Since much of the game’s meaning comes from the aforementioned loose narrative, the player doesn’t really have the ability to interpret their play experience with the degree to which one might with a game like Passage. In Passage, each different way you might choose to play tells you something different about life and death. Depending on whether or not you picked up the spouse, and how many points you scored, you get totally separate but equally meaningful statements about the human condition.

In Runner, you either get through the story or you don’t. There’s a little bit of interpretational wiggle room with the really vague stuff (like the aforementioned typewriter thing) and a few subtle, binary choices you can make throughout the game (both the New Girl and typewriter can be intentionally avoided), but there’s no real sense that your method of play determines what themes you get out of it. At least, not to the degree that Rohrer or Humble’s games afford.

 

The ninja thought bubble

There should have been a frame with the Runner, the redhead, and the ninja all in the same shot.

 

The code is crap

Runner‘s “code,” if it can be even be called that, is a mess of weird alarms and needlessly complex object relationships and a bunch of interlocking drag-and-drop stuff that was not only time consuming and inelegant to implement, but made debugging way more difficult than it should have been.

Before Runner, I knew next to nothing about programming. Everytime I got confused while trying to implement something mildly difficult (like, say, variable sprite depths depending on where they are in the foreground or background), I’d go running to the Game Maker Community forums, where I got incredibly helpful advice in a matter of hours. This worked like a charm in the short term, but I also didn’t end up learning anything new throughout the game’s production (apart from the revelation that, rather than being simply bad at programming, I am really bad at programming). 

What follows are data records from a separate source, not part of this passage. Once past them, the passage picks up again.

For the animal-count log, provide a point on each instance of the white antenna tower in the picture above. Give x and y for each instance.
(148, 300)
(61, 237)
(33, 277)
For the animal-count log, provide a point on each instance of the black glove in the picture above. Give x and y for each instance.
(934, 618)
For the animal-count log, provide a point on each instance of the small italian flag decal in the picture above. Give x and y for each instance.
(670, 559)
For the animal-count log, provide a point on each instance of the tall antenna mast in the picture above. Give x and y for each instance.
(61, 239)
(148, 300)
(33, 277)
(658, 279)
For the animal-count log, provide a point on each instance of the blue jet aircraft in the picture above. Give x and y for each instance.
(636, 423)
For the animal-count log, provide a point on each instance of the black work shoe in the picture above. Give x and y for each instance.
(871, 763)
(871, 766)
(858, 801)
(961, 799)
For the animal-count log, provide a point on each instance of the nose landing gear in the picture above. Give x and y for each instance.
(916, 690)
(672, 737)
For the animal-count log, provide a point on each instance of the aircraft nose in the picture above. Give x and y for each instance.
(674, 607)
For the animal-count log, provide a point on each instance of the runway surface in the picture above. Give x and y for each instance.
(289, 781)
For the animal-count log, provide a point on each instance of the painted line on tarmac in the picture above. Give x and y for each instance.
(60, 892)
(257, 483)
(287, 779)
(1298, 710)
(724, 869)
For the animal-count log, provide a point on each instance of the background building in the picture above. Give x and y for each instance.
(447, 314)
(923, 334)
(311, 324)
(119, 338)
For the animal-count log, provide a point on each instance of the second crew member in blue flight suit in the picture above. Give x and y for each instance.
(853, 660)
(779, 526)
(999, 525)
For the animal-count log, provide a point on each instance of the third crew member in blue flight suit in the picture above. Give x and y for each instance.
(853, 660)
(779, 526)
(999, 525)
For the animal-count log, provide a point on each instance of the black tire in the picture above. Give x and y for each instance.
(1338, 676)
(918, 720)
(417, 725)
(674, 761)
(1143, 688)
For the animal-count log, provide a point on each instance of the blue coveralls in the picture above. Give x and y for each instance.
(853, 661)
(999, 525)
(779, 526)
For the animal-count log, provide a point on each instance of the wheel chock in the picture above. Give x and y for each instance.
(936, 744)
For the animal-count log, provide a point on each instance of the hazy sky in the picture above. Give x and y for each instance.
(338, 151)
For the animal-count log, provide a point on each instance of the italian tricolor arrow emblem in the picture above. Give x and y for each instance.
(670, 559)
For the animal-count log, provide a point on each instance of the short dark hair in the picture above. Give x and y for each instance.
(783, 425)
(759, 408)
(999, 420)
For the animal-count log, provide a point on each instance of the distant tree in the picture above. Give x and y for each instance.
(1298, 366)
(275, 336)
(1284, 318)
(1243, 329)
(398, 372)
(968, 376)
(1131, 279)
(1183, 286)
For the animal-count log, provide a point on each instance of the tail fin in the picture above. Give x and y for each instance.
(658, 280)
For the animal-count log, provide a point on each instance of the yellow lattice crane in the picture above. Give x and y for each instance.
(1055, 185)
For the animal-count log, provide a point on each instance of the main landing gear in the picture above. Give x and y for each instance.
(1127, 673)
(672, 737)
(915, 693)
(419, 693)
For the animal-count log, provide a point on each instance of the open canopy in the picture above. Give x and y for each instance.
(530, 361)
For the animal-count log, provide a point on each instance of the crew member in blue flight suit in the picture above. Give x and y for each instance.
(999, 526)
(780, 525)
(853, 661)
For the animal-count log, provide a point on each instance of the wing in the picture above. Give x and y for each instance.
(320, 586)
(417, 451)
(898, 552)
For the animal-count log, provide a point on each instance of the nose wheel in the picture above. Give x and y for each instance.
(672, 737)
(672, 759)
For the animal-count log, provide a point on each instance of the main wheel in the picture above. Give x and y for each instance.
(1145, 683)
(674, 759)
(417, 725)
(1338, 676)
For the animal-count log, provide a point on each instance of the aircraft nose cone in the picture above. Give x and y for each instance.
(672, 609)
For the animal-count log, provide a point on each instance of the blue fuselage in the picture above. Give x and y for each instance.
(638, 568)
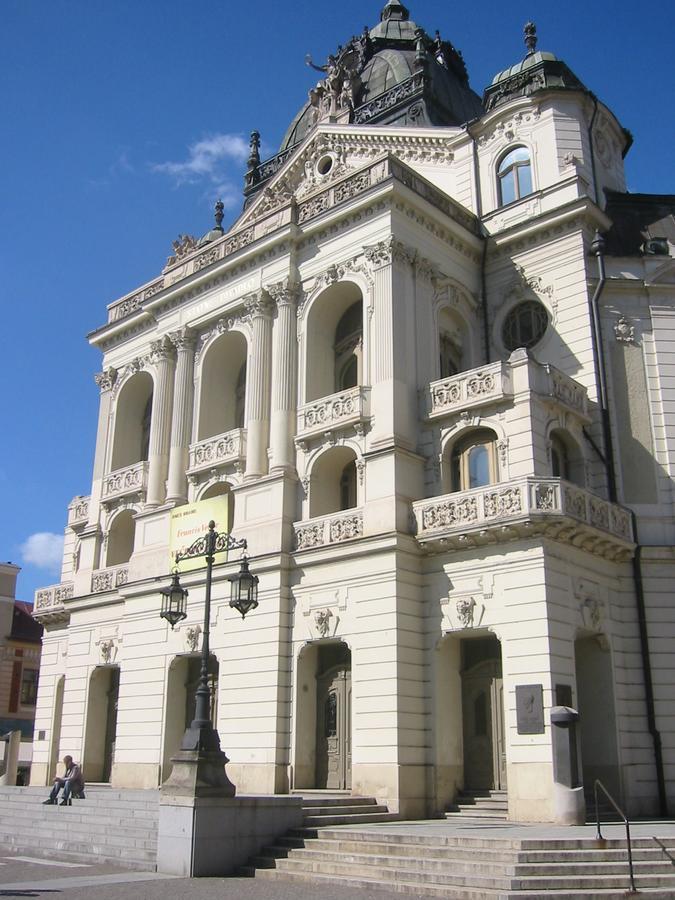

Again, I’m glad the game got done and all, but I don’t feel even remotely confident about programming my next game. I’d like to pretend that I would somehow be a smarter and more intelligent coder, but my knowledge of Game Maker is still restricted to drag-and-drop commands. In terms of sheer coding ability, finishing Runner taught me almost nothing. That’s as terrifying as it is saddening.

 

The controls would probably make more sense mapped to an NES or SNES controller than a keyboard

I mean, you can use Joy2Key or Xpadder or whatever, but I would have loved to put in some real gamepad support. It’s a game based on a retro level that had to be played with a controller, so it’d be only fair that the game is best played on a joypad of some sort.

 

It took a year to make, and I don’t know if my next game will be completed any quicker, or be any better

Since I cannot program, I will slowly write crappy, derivative, difficult-to-debug code; since I cannot do art, I will have to wait on other people who work for nothing during their free time, whose every generous creation I will criticize and complain about and ask for revisions on. This is an awful way of going about things, but it is the only way at my disposal.

It took me a goddamned year to make four minutes of gameplay, and there’s no excuse for that whatsoever. Well, maybe you could excuse it by pointing out that this was my First Game I’ve Ever Tried to Program Ever, but still — most peoples’ first games take a few weeks or months to put together. Not a frigging year. But I really don’t see any better way to go about things, short of outright hiring a programmer and an artist (which I can’t afford).

And since I am moderately happy with the final product despite the fact that most people didn’t really enjoy it, how can I improve? The ideas I have for my next game are almost completely different than Runner, but how do I know they won’t be received in exactly the same way? Should I even care if people don’t like them?

I dunno. Either way, Runner doesn’t feel like my last game.